Samsung SPH-A640
- Manufacturer: Samsung Electronics
- Availability by region: 2007
- Compatible networks: PCS, PTT
- Dimensions: 3.6 x 1.8 x 0.91 in (91 x 46 x 23 mm)
- Weight: 3.2 oz (91 g)
- Memory: 4 MB
- Battery: 800 mAh Li-Ion
- Rear camera: VGA camera
- Display: 128 x 160 pixel TFT LCD
- External display: Organic LED display
- Connectivity: Bluetooth

= Samsung SPH-A640 =

Mobile phone model

The Samsung SPH-A640 (also A640) is a tri-mode dual band cellular telephone developed for PCS carriers like Sprint Nextel in the United States and Virgin Mobile in Canada. It was released in mid to late 2006 in most areas in the United States and other countries such as Canada.

== Specifications ==
The A640 has features that include SMS messaging and Push to talk walkie-talkie technology, VGA rear camera, voice recognition and Bluetooth technology, depending on the carrier. It contains an internal antenna, but removing a protector behind the battery slot reveals an external antenna slot.

The A640 has a 1.75 inch internal 65k ufb TFT LCD and 1.82 inch display with external Organic LED monochrome external display. The external display shows the date, time, battery life, signal strength and caller ID (if available).

The rear camera of A640 does not have LED flash. The camera has self timer, cropping (Fun Frame), color tone options and, brightness and white balance controls. Also, the camera has three resolution options that are high (640x480 pixels), medium (320x240 pixels) and low (224x168 pixels), respectively. It lacks MP3 or video recording capabilities.

With dimensions of 3.6 x 1.8 x 0.09 inches and weighing 3.2 ounces, the Samsung SPH-A640 comes with a Standard 800 mAh Li-Ion Battery, Travel Charger, and User Manual.

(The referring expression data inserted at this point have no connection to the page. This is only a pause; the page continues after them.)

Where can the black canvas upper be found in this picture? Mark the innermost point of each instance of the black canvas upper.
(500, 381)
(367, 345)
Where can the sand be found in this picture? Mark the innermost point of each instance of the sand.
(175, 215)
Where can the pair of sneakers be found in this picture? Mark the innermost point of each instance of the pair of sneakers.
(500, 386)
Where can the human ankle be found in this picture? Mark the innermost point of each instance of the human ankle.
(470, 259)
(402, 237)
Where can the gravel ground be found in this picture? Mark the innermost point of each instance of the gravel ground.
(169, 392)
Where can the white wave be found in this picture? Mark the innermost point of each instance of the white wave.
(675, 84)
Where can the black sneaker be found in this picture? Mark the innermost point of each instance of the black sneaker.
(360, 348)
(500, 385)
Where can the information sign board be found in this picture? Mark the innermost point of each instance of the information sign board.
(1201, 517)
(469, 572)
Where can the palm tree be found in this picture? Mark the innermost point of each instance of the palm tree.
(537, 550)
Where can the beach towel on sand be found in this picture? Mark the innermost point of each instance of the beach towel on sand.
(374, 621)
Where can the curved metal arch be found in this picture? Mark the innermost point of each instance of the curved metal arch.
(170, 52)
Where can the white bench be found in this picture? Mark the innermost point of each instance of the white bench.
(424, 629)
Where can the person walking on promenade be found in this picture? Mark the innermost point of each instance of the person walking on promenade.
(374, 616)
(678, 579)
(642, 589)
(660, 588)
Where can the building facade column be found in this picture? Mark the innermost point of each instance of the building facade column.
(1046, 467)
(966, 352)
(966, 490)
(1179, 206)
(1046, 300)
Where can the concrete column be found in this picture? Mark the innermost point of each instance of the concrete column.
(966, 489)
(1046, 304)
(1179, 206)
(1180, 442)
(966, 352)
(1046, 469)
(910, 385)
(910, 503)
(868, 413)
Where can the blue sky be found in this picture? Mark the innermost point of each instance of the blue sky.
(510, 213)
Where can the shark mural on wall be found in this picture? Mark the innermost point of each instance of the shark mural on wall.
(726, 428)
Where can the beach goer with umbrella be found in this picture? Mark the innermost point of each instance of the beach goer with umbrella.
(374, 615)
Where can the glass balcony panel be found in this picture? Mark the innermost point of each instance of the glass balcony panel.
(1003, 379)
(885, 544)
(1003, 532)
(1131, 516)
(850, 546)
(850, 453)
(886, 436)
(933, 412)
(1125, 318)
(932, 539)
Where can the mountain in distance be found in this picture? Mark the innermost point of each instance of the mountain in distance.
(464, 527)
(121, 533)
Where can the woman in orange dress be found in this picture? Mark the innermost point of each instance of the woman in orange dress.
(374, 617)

There is no way to unlock this device for use on other networks besides the specific CDMA network for which the phone was built.

== Reception ==
Kent German from CNET reviewed the Sprint model of Samsung SPH-A640 and gave it 6.6 out of 10 points. He praised the clear call quality, and considered the VGA camera, Bluetooth and speakerphone as the pros of the device. However, he criticized the design and noted that it was difficult to hear the speakerphone calls in loud environments. He concluded that Samsung SPH-A640 was a "functional and well-performing cell phone for midrange users".